“‘No, he died two months ago,’ says the man, ‘an’ I was with him. He died o’ pneumony—was took werry sudden.’
“Nat’rally this news took the old man—I sh’d say yer father—all aback, as it were, an’ he inquired inter his brother’s death fully. Fin’ly the man drew out a big package—papers he said they was—wot Anson Tarr had given him ter be sure ter give ter the cap’n when he sh’d see him. Then the feller went.
“O’ course, the cap’n didn’t tell me wot the docyments was, but I reckoned by his actions, an’ some o’ the hints he let drop, that they was valible, an’ I—I got it inter my head that ’twas erbout money—er suthin’ o’ the kind—that your Uncle Anson knowed of.
“Wal, the Silver Swan, she left the Cape, ’n’ all went well till arter we touched at Rio an’ was homeward boun’. Then a gale struck us that stripped the brig o’ ev’ry stick o’ timber an’ every rag o’ sail, an’ druv her outer thet ’ere rock. There warn’t no hope for the ol’ brig an’ she began to go ter pieces to once, so we tried ter take to the boats.

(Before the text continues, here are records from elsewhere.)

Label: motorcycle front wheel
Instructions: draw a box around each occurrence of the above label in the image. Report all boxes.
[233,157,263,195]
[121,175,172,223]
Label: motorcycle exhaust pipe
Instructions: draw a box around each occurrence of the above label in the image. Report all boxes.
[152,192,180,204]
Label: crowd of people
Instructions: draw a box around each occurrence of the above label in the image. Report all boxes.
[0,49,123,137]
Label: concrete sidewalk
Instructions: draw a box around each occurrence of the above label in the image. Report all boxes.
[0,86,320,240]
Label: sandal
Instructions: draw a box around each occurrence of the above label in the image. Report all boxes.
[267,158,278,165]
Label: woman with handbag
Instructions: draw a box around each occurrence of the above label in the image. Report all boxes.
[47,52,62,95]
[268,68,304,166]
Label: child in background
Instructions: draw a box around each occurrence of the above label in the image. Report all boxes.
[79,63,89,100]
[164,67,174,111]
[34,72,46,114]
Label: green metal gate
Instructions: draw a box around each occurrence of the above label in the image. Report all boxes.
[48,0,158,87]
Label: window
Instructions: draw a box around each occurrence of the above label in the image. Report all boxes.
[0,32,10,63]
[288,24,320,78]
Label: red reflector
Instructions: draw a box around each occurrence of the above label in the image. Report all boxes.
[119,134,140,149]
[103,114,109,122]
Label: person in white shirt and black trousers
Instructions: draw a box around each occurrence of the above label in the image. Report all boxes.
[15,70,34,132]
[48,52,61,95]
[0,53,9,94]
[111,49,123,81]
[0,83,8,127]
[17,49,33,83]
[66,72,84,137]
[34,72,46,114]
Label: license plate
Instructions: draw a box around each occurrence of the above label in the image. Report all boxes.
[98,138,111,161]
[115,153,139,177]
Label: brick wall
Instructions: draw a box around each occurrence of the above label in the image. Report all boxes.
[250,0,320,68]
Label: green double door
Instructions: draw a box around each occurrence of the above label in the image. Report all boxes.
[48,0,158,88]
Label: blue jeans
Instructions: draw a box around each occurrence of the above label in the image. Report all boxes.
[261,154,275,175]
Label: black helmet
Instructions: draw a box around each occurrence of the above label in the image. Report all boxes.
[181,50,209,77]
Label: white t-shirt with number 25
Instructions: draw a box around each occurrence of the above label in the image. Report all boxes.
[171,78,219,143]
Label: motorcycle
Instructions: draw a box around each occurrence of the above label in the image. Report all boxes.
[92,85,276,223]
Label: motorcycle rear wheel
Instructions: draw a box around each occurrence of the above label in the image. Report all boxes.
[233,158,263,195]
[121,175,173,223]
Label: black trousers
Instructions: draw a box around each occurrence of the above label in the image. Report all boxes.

“But the boats was smashed an’ the only ones left o’ the hull ship’s company was men Paulo Montez, and yer father, an’—an’ another feller. We built the raft and left the ol’ brig, just as she—er—slid off er th’ rock an’ sunk inter the sea. It—it mos’ broke yer father’s heart ter see the ol’ brig go down an’ I felt m’self, jest as though I’d lost er—er friend, er suthin!”
The sailor paused in his narrative and drew hard upon his pipe for a moment.
“Wal, you know by the papers how we floated around on that ’ere raf’ an’ how yer poor father was took. He give me these papers just afore he died, an’ made me promise ter git ’em ter you, ef I was saved. He said you’d understand ’em ter oncet, an’,” looking at Brandon keenly out of the corners of his eyes, “I didn’t know but ye knew something about it already.”
Brandon slowly shook his head.
“No,” he said; “I can’t for the life of me think what they could refer to.”
“No—no buried treasure, nor nothing of the kind?” suggested the man hesitatingly.